Politics of poetry - Culture - commercial
"I wonder what all the conservative or right-wing poets are doing these days?" asks Wanda Coleman, Los Angeles poet and author of the award-winning Bath water Wine and Mercurochrome, who has been writing and performing for 30 years.
Whether poets perform and publish or choose to do one of the two, those who align themselves with the struggles of their communities are continually tested in a capitalist system that commodities what all artists and writers create. A poet who talks generally about conservation may get significantly more attention from larger, whiter audiences than a poet who examines environmental racism and tells stories about the lack of universal health care for victims of intentionally polluted communities. Deciding what stories to tell is a political choice.
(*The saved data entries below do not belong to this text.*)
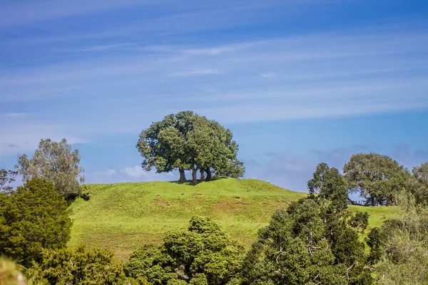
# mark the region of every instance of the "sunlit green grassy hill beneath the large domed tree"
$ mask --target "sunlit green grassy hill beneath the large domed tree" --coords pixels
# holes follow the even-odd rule
[[[260,180],[225,178],[198,185],[141,182],[88,185],[91,199],[71,204],[69,247],[107,247],[126,259],[142,244],[161,242],[165,232],[187,227],[193,215],[212,218],[233,239],[250,246],[275,209],[305,197]],[[378,226],[398,210],[352,206],[372,214]]]

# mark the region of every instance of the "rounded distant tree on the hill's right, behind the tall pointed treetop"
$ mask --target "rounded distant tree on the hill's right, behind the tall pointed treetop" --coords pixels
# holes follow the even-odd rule
[[[389,206],[397,192],[409,186],[409,172],[387,155],[359,153],[343,167],[351,192],[359,192],[366,204]]]

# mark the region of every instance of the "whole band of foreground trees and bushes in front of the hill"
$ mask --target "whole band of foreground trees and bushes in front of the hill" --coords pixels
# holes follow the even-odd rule
[[[121,263],[106,249],[66,249],[68,203],[51,181],[32,177],[0,195],[0,253],[31,284],[426,284],[428,208],[412,192],[395,197],[402,217],[361,239],[367,212],[348,209],[347,182],[325,163],[307,197],[277,209],[250,249],[207,217],[145,244]],[[1,264],[1,261],[0,261]],[[0,276],[1,276],[0,266]]]

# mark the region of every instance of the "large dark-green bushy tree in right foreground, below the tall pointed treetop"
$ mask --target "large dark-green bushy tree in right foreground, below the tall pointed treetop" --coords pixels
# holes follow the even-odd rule
[[[371,284],[364,244],[344,221],[325,222],[315,199],[277,210],[245,258],[243,283]]]

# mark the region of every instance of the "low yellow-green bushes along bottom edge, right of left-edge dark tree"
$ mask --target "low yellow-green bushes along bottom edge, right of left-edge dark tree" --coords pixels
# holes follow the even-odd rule
[[[113,259],[113,253],[106,249],[86,250],[44,249],[41,261],[34,262],[26,270],[35,284],[40,285],[102,285],[138,284],[127,279],[122,265]]]

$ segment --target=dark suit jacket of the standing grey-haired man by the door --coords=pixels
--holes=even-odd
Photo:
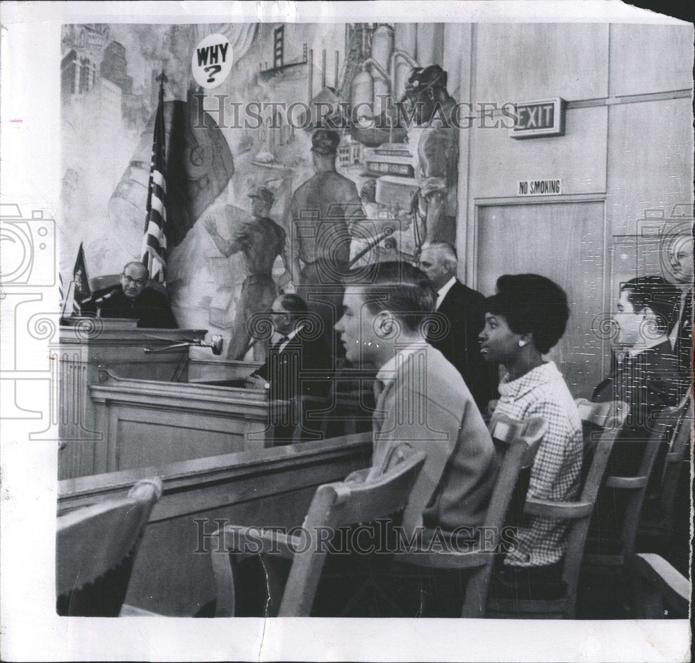
[[[432,333],[427,335],[427,342],[439,350],[464,378],[478,408],[483,411],[498,395],[498,369],[482,358],[478,342],[478,334],[485,326],[484,301],[480,292],[455,281],[436,310],[448,321],[445,335],[441,338]]]

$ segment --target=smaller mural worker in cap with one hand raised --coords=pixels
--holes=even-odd
[[[217,230],[213,218],[207,218],[205,229],[213,238],[215,246],[225,257],[241,253],[244,259],[246,279],[236,308],[231,338],[227,345],[227,359],[243,359],[253,341],[249,321],[254,314],[270,310],[277,297],[277,287],[272,280],[272,265],[279,255],[285,272],[279,285],[289,282],[290,273],[285,254],[285,231],[268,216],[275,196],[265,186],[259,186],[250,194],[252,218],[238,223],[231,239],[224,239]],[[254,360],[265,360],[265,343],[254,344]]]

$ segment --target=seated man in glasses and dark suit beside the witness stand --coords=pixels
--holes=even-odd
[[[321,409],[320,399],[330,385],[327,353],[317,332],[320,326],[309,318],[306,302],[296,294],[283,294],[272,303],[270,314],[280,340],[270,347],[265,364],[246,379],[246,386],[268,390],[269,421],[275,426],[277,446],[291,443],[298,425],[305,433],[316,433],[319,422],[308,414]],[[304,404],[299,397],[304,397]],[[285,416],[282,410],[275,411],[275,401],[290,401]],[[306,437],[318,439],[316,434]]]

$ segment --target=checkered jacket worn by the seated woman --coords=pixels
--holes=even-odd
[[[572,395],[555,363],[532,369],[514,381],[502,379],[493,420],[507,415],[523,421],[544,417],[548,432],[531,468],[528,497],[539,500],[573,500],[582,470],[582,422]],[[518,549],[507,554],[505,564],[546,566],[562,559],[567,524],[548,518],[530,518],[518,530]]]

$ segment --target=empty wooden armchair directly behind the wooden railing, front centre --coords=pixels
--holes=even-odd
[[[400,447],[395,449],[389,470],[375,481],[319,486],[302,525],[301,532],[307,532],[308,537],[236,525],[218,530],[213,536],[220,538],[221,545],[211,550],[217,593],[215,616],[239,614],[236,589],[243,577],[238,564],[257,556],[268,584],[266,616],[275,616],[276,611],[281,617],[309,616],[327,558],[327,541],[320,533],[336,532],[339,527],[372,522],[402,511],[425,463],[424,454],[406,457],[406,453]],[[286,583],[272,564],[266,564],[274,556],[291,561]]]

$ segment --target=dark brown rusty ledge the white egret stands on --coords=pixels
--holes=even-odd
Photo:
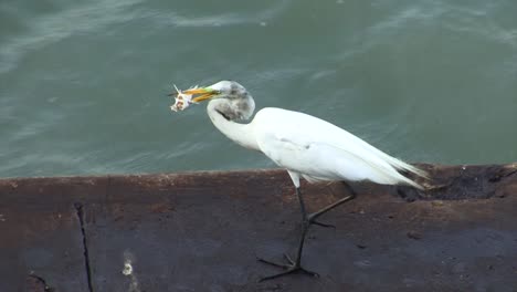
[[[424,165],[434,187],[356,184],[312,227],[283,170],[0,180],[0,291],[517,291],[517,165]],[[316,209],[340,184],[303,185]]]

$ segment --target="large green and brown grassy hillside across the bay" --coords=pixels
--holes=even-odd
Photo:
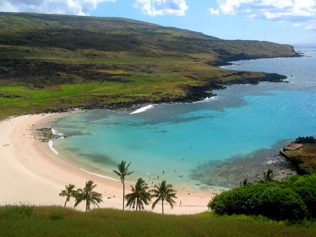
[[[218,84],[280,81],[215,66],[299,56],[290,45],[221,40],[113,17],[0,13],[0,118],[70,107],[195,101]]]

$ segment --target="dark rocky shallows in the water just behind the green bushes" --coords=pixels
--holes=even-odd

"I think what has happened, especially with things such as the recent Def Poetry Jam, is an emphasis on what works commercially by producers who have the connections and the money to mount television programs, films, and Broadway type productions," says Kalamu ya Salaam, writer/publisher of Runagate Press.
McDonald's and Chrysler have already used poets as copywriters and voiceovers for their products. It is an interesting comparison that black poets were asked to write jingles rather than be interviewed on Nightline about poetry like white Poet Laureate Robert Pinsky.
"As dictated by those who control the music business, the only time relevant messages get through is when it is felt that they can be exploited for financial gain, or in the effort to capitalize off a fluke or subcultural phenomenon, something that's fad-driven and, like hip-hop, emerges without anyone's control," Coleman said.
Salaam also made note of how black films such as Love Jones and Poetic Justice have utilized poetry. "The point is that those who have done the most to popularize performance poetry are not poets in the main," he says. "As the popularity increases, we will see more and mote non-poets performing poetry, more and more experienced actors for whom performance is their profession."
This professionalization also raises serious questions for the content of the work.
"The more the artists of spoken word receive endorsement deals from designers and beverage manufacturers and car companies, the less likely they will be to ask questions like, 'Were these clothes made with non-sweatshop labor? What are the investment practices of this beverage company? How does this multinational conglomerate affect the way people live around the world?"' says Tyehimba Jess, a longtime Chicago educator and activist against police brutality.
Jess, also a member of the 2000 and 2001 Green Mill-Chicago slam reams, is influenced by the persona poems of multiple-slam champ Patricia Smith, but slam poetry's present focus differs from the style favored by Smith and Jess.
"Although performance poets like Pat Smith were successful in slam in their day, it is questionable whether they would win slams today, due to the differing expectations in style and delivery from a younger audience that is steeped in hip-hop," Jess says. "This audience is used to a faster delivery, fewer pauses, and expects more rhyme these days than before."
The mainstreaming of spoken word plays out much like in hip-hop, says poet Walidah Imarisha, a co-editor of the anthology Another World is Possible. "Lots of brown folks getting publicity, but behind the scenes it's still white folks setting the rules," she says. "In hip-hop, you don't see a lot of women. You see more in spoken word because poetry is historically considered a 'woman thang,' but I think since the popular type of spoken word now is so closely tied to hip-hop, it's much more alienating to womens voices.
Despite the pressures of commercialization, many writers still find ways to merge their politics and poetry while documenting the stories of their communities. Luis Rodriguez writes, lectures, and runs Tia Chucha Cafe as an outlet for community artwork in Los Angeles. Walidah Imarisha is working in Philly with the Blackout Arts Collective, where they are planning the Lyrics on Lockdown tour, in which the collective performs in prisons and coordinates political organizing and artistic efforts with other organizations.
"Writing political poems is no substitute for being an active part of a political movement," says Kalamu ya Salaam. "Creating revolutionary art is only part of our struggle."